Find the largest connected island area in a binary grid using depth-first search.

Problem Restatement

We are given an m x n binary matrix grid.

ValueMeaning
1Land
0Water

An island is a group of land cells connected horizontally or vertically.

The area of an island is the number of cells in that connected component.

We need to return the maximum island area in the grid.
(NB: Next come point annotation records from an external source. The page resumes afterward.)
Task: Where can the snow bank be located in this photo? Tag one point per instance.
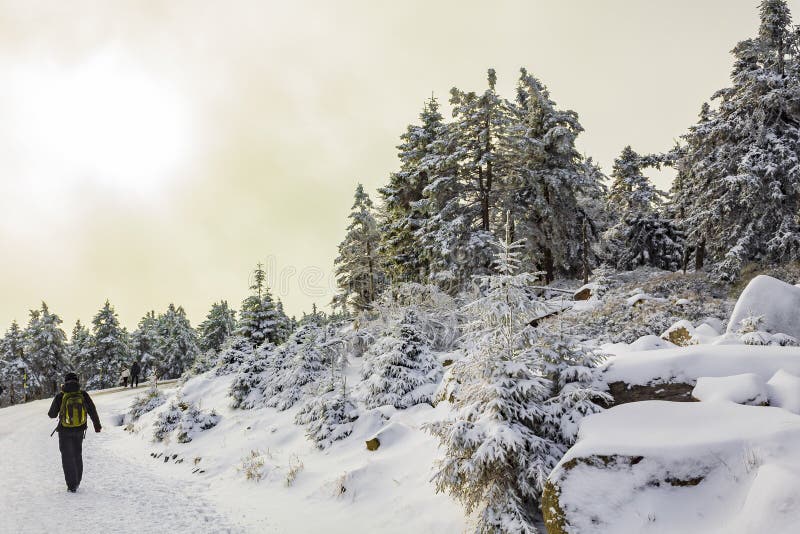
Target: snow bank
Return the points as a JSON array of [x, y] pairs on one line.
[[687, 364], [784, 391], [746, 388], [682, 467], [778, 303]]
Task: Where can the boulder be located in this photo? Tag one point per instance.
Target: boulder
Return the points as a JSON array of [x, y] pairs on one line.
[[680, 334], [677, 467], [775, 301]]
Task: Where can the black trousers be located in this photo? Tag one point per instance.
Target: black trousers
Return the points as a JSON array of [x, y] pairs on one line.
[[70, 443]]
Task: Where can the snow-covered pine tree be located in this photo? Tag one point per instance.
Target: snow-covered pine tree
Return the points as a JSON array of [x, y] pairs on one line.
[[218, 325], [401, 210], [177, 342], [329, 414], [548, 177], [254, 366], [303, 362], [399, 369], [45, 351], [14, 366], [358, 266], [739, 172], [643, 234], [79, 350], [285, 326], [259, 318], [498, 455], [447, 249], [109, 350], [145, 345]]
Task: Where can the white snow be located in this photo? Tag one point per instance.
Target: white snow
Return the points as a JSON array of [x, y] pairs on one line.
[[784, 391], [777, 301], [747, 388], [687, 364], [749, 480]]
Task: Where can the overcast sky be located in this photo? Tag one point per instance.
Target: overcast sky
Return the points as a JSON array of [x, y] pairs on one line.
[[154, 151]]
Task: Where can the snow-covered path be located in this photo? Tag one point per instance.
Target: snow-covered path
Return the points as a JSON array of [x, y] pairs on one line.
[[118, 494]]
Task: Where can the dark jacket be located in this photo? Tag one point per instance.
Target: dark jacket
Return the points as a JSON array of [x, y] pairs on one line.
[[69, 387]]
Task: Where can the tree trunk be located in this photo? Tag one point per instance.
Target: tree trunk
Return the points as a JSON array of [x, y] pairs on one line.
[[700, 255], [548, 265], [585, 253]]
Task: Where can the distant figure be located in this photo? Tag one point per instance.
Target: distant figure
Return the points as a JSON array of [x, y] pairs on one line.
[[135, 370], [71, 406]]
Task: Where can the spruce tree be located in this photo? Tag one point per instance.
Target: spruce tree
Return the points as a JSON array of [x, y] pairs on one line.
[[498, 454], [358, 270], [109, 349], [402, 209], [14, 364], [259, 319], [738, 173], [46, 351], [399, 369], [177, 342], [549, 176], [219, 324], [79, 349], [643, 235], [145, 344]]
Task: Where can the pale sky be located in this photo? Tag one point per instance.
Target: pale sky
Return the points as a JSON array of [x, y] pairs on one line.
[[154, 151]]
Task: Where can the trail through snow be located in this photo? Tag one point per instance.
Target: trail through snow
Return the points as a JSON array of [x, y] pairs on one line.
[[118, 494]]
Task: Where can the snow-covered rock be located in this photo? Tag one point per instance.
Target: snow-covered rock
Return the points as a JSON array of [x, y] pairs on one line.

If there is no island, return 0. The official statement defines islands using 4-directional adjacency and asks for the largest connected land area. (leetcode.com)

Input and Output

ItemMeaning
InputBinary matrix grid
OutputMaximum island area
ConnectivityUp, down, left, right
AreaNumber of land cells

Example function shape:

def maxAreaOfIsland(grid: list[list[int]]) -> int:
    ...

Examples

Example 1:

grid = [
    [0,0,1,0,0],
    [1,1,1,0,0],
    [0,0,0,1,1],
    [0,1,0,1,1],
]

There are multiple islands.

The island:

(0,2)
(1,0)
(1,1)
(1,2)

is connected and has area:

4

The bottom-right island also has area 4.

Answer:

4

Example 2:

grid = [
    [0,0,0],
    [0,0,0],
]

There is no land.

Answer:

0

First Thought: Count Each Island

This is similar to the standard number of islands problem.

When we find a land cell:

grid[r][c] == 1

we can run DFS or BFS to traverse the entire island.

But instead of just counting islands, we count how many land cells belong to the current island.

The largest count is the answer.

Key Insight

DFS naturally computes connected component size.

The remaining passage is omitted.